The annual Can the Cats canned food drive is kicking off Saturday in the lead up to the Griz-Cat football game on Nov. 23.

This is the 20th year of the two-week drive to see who can raise the most food and funds leading up to the Brawl of the Wild, when Montana’s two flagship universities and the communities of Missoula and Bozeman compete on and off the field.

“This is the single largest food drive we do all year, and the food that we raise through this drive really helps us last all the way through the spring,” said Amanda Ceaser, the Missoula Food Bank events and marketing coordinator.

Missoulians are encouraged to donate food or money, host a drive, spread the word and volunteer. A full list of donation drop spots and a calendar of events is available online at canthecats.com.

In 2018, the Missoula community raised 404,897 pounds of food, and this year, they are raising the goal to 406,000 pounds of food. The drive runs from Nov. 9 to 23.

All Missoula donations will stay local and help stock the shelves of the Missoula Food Bank & Community Center and the University of Montana Food Pantry, which opened in February on the first floor of the University Center.

“This is the first time the food pantry has existed during Can the Cats, so we’re working with volunteers to collect food at all the entrances for games,” said Kat Cowley, UM Food Pantry student coordinator.

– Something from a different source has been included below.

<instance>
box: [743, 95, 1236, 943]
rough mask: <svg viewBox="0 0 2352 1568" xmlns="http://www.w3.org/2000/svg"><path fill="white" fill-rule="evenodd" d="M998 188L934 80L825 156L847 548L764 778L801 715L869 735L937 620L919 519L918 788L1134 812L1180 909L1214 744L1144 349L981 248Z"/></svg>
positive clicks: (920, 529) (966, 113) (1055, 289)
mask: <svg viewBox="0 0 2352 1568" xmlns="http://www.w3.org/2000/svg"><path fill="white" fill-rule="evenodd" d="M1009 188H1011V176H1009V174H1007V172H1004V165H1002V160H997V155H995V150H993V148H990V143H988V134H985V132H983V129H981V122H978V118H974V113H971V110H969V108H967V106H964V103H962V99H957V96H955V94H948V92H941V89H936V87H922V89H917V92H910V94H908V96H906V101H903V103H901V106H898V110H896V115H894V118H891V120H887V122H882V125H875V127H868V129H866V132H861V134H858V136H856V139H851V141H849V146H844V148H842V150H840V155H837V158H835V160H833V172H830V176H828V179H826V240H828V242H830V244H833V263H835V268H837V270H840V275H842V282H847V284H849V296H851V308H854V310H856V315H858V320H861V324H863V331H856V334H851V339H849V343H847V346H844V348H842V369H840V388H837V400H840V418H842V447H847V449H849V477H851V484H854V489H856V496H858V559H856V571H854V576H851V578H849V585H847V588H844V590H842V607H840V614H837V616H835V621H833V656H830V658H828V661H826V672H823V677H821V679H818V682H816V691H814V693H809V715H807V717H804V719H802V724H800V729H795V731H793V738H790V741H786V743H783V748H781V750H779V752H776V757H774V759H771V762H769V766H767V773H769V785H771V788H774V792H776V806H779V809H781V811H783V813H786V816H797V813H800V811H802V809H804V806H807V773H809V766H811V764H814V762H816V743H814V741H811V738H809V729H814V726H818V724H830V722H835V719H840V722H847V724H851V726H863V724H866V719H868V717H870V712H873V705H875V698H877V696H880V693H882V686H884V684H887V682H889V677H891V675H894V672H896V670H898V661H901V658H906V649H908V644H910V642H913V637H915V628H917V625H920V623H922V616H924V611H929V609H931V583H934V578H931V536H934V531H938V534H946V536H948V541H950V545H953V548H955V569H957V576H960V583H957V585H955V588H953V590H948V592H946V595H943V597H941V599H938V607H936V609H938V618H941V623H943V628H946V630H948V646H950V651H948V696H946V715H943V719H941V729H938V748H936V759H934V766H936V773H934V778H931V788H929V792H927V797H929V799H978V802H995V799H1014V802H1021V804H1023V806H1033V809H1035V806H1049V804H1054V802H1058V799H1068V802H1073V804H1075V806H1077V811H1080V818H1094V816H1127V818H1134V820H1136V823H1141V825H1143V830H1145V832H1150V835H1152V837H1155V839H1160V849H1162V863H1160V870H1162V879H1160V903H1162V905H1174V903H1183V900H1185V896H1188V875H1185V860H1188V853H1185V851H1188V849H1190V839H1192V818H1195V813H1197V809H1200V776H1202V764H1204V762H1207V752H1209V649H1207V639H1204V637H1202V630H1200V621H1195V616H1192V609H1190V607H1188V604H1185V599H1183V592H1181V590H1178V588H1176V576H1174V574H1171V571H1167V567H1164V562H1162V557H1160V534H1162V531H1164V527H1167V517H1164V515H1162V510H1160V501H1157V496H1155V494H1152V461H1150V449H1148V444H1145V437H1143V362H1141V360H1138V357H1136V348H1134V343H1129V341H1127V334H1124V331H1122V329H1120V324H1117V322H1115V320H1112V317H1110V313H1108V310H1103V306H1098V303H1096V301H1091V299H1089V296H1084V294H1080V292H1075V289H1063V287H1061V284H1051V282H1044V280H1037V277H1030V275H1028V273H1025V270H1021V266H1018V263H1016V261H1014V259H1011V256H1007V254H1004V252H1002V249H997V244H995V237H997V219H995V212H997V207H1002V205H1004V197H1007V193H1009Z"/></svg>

Donations of five cans earn free entry at the UM Adams Center Games on Nov. 14, 18 and 19.

Non-perishable food and monetary donations made to the UM Food Pantry or during home Griz football games at Washington-Grizzly Stadium will go to the UM Food Pantry. All other donations made to drop spots throughout the community and on the UM campus, or at a number of events will go to the Missoula Food Bank. Monetary donations can also be made online, by check or in cash.

“After the giving season ends, food drives die down, and we rely on this drive to keep variety at the Food Bank and healthy foods on tables in our community,” Ceaser said.

Last year, the Missoula Food Bank served one in five people in Missoula County and over 26,000 individuals. That number is already up to more than 25,000 people this year, with the busy season approaching.

More families are in need around the holidays, and with Thanksgiving around the corner, Ceaser said they are especially looking for canned green beans and vegetables and soup. However, Ceaser said high-protein foods like canned tuna and chicken or peanut butter are needed year-round.

“Having that protein in the store is so important and it’s the most expensive thing that we like to keep on the shelves, but we need it to meet nutritional needs,” she said.

The UM Food Pantry is also in need of protein-rich foods as well as canned fruit, according to Cowley.

Cowley said the campus pantry is open to all students and has served 149 students since it opened.

“Can the Cats is my favorite event each year because there is such an outpouring of love, and I love seeing how generous Missoula can be,” Cowley said.